Sialnya, selalu saja ada warga yang bertindak ceroboh, terutama anak-anak. Parahnya, kehilangan ini bukan lagi terbatas pada warga kampung terdekat, melainkan menjangkau kampung terjauh bahkan warga dari pulau-pulau seberang. Hingga pada suatu hari, terjadilah musibah lain: sebelas anak menghilang dalam sehari.

Dan dari segala penjuru kampung, terdengar ratapan para ibu dan gerutuan para ayah. Mereka melumuri muka dengan debu tanah sambil menepuk dada, menyesal sekaligus dendam karena kehilangan penerus suku.

Namun apa hendak dikata. Mereka tidak mampu berbuat apa-apa. Meskipun sudah melakukan ritual adat seperti memberikan sesajian diantaranya dengan menyembelih bermacam-macam hewan kurban, namun anak-anak mereka tak juga kunjung pulang. Lalu dibuatlah aturan yang semakin ketat. Pos ronda diaktifkan dan jam malam bagi warga diberlakukan.
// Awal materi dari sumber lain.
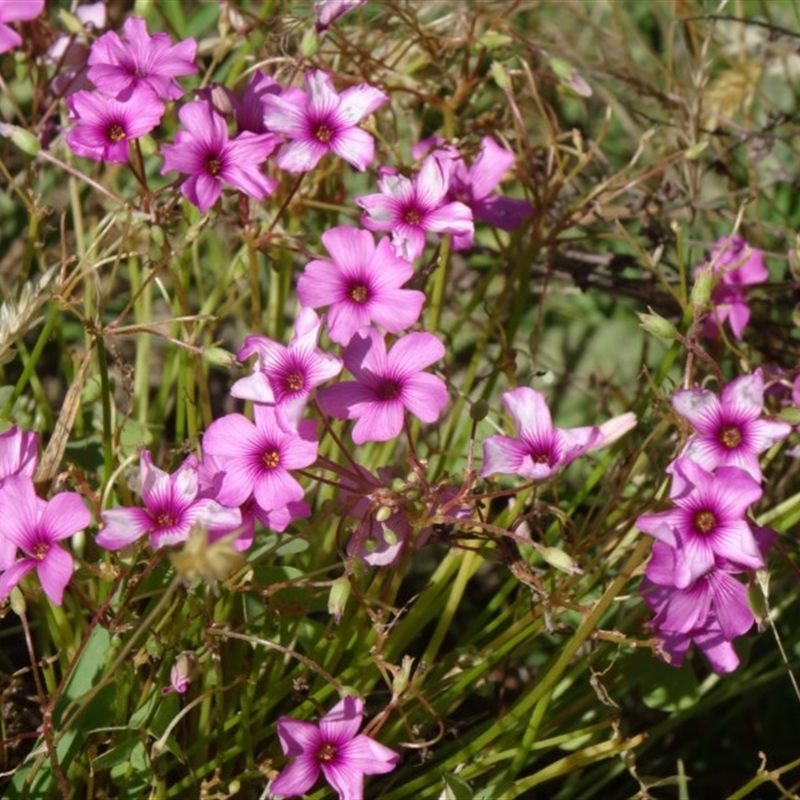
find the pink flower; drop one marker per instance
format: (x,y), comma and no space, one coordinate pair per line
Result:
(328,11)
(119,68)
(360,284)
(253,459)
(19,455)
(104,126)
(204,152)
(738,266)
(284,377)
(474,186)
(333,747)
(410,208)
(16,11)
(174,504)
(540,448)
(685,610)
(36,527)
(322,121)
(708,520)
(730,430)
(387,384)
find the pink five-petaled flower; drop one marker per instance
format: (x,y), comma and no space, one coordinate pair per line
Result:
(19,455)
(16,11)
(540,449)
(715,592)
(104,126)
(174,504)
(730,430)
(119,68)
(473,186)
(36,527)
(411,207)
(205,153)
(387,384)
(285,376)
(708,520)
(322,121)
(738,265)
(253,459)
(360,284)
(334,747)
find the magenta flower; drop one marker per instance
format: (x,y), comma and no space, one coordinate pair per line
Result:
(730,430)
(360,284)
(540,449)
(104,126)
(738,266)
(474,186)
(19,455)
(333,747)
(321,121)
(328,11)
(69,53)
(284,377)
(205,153)
(174,504)
(120,68)
(412,207)
(253,459)
(709,638)
(689,609)
(16,11)
(708,520)
(387,384)
(36,527)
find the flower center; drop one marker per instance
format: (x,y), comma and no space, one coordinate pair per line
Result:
(271,459)
(412,217)
(705,521)
(40,550)
(326,752)
(731,437)
(294,381)
(323,133)
(165,520)
(115,132)
(389,390)
(213,165)
(359,293)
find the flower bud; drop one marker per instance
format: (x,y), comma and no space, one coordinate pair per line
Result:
(338,597)
(383,514)
(23,139)
(560,560)
(478,410)
(701,292)
(658,325)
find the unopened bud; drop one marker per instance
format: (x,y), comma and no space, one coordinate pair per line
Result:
(383,514)
(560,560)
(658,325)
(219,357)
(389,536)
(22,138)
(403,676)
(758,603)
(338,597)
(701,292)
(478,410)
(309,44)
(17,601)
(500,75)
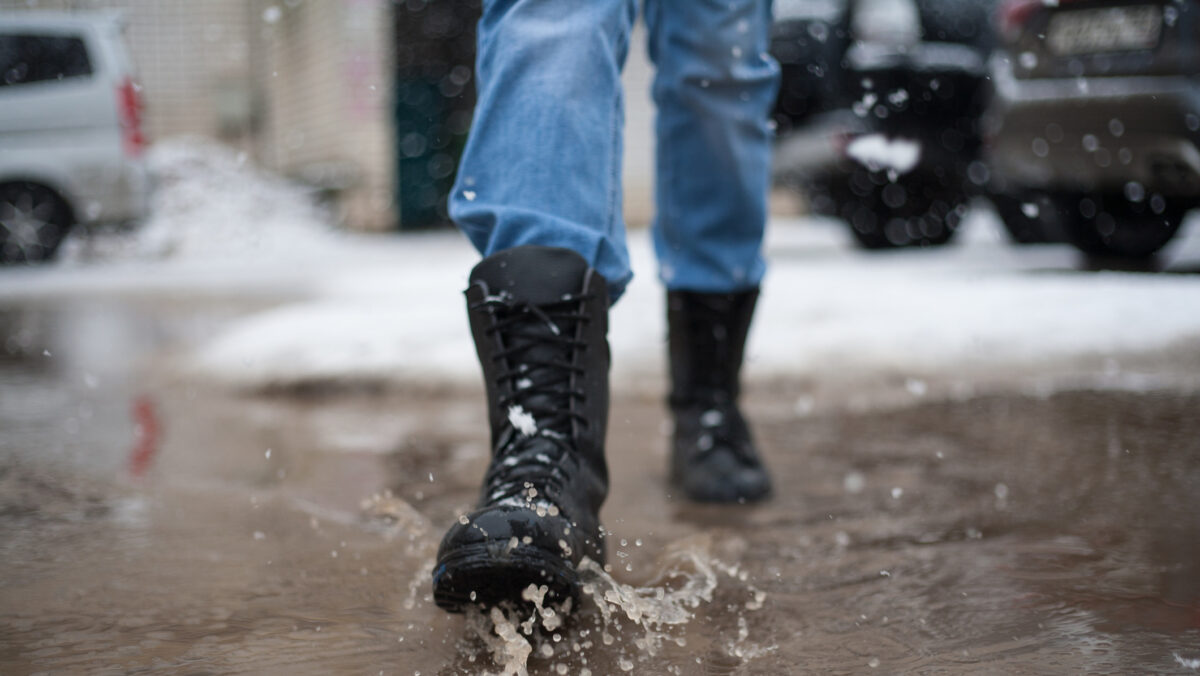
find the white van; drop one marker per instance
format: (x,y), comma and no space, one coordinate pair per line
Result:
(71,139)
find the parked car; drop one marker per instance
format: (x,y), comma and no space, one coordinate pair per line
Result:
(1093,133)
(71,139)
(880,112)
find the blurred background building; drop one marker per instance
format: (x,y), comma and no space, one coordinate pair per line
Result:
(365,101)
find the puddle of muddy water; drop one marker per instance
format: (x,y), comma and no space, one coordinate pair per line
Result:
(294,534)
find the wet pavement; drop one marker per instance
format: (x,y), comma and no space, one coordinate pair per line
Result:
(154,524)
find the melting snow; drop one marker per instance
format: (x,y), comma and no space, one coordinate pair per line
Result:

Tidak ada warga yang keluar rumah di atas pukul 20.00 WITA. Suasana menjadi begitu sepi dan angker.

Sebelum kampung-kampung di sekitar Ledalero kehabisan warga, datanglah seseorang mengunjungi salah satu kampung terdekat. Ia perkenalkan dirinya sebagai seorang pastor sekaligus arsitek. Bersamanya, beberapa orang tentara Belanda. Ia menyampaikan niatnya untuk mendirikan sebuah rumah ibadah di tempat tersebut. Apakah ini berita gembira ataukah bukan, warga antusias dengan rencana tersebut.

Tanpa berpikir panjang, para ketua kampung langsung bersepakat dan menyetujui usulan pastor tua itu. Mereka tahu, melawan hal gaib dengan tindakan bodoh seperti mendirikan rumah ibadah di tempat tersebut sama sekali tidak masuk akal, bahkan itu tindakan bunuh diri. Meskipun demikian, mereka tidak peduli.

Di luar dugaan, pastor itu berhasil mendirikan rumah ibadah di sana. Entah bagaimana caranya, ia juga mendirikan bangunan lain yang kemudian digunakan sebagai tempat pendidikan calon pastor. Bukan main rasa herannya warga. Dengan dibukanya tempat pendidikan di sana, perlahan orang mulai terbiasa melewati bahkan mengunjungi bukit yang dahulunya terkenal angker itu.

Entah bagaimana, ada begitu banyak pemuda mendaftar sekolah di sana. Setelah tinggal beberapa tahun di tempat itu, mereka lalu dikirim ke berbagai daerah. Apa nama daerahnya, warga sama sekali tidak tahu.

Hingga pada suatu hari, dari dalam sebuah kamar di kampung Ledalero, terdengar tangisan seorang ibu. Ia terkenang akan putera tunggalnya yang baru saja ditahbiskan menjadi pastor empat bulan yang lalu. Di tangan perempuan itu, selambar potret puteranya dan secarik kertas berisi telegram dari Rusia. Jangankan lokasi negara, nama Rusia saja baru ia dengar.

Semua orang kampung Ledalero tahu. Mereka kehilangan seorang pastor yang tewas ditembak ketika sedang memimpin Ekaristi. Meskipun demikian, tidak semua orang sangggup mengerti. Rasa sakit menjadi seorang ibu yang kehilangan putera tunggalnya.

Yogyakarta, 11 Juni 2019

*Hans Hayon, salah satu penulis muda dari Flores Timur, NTT. Buku kumpulan cerpennya berjudul Tuhan Mati di Biara (Ende: Nusa Indah, 2016) dan buku kumpulan esai Mencari yang Pintang, Menegakkan yang Terguncang (Yogyakarta: Rua Aksara, 2019).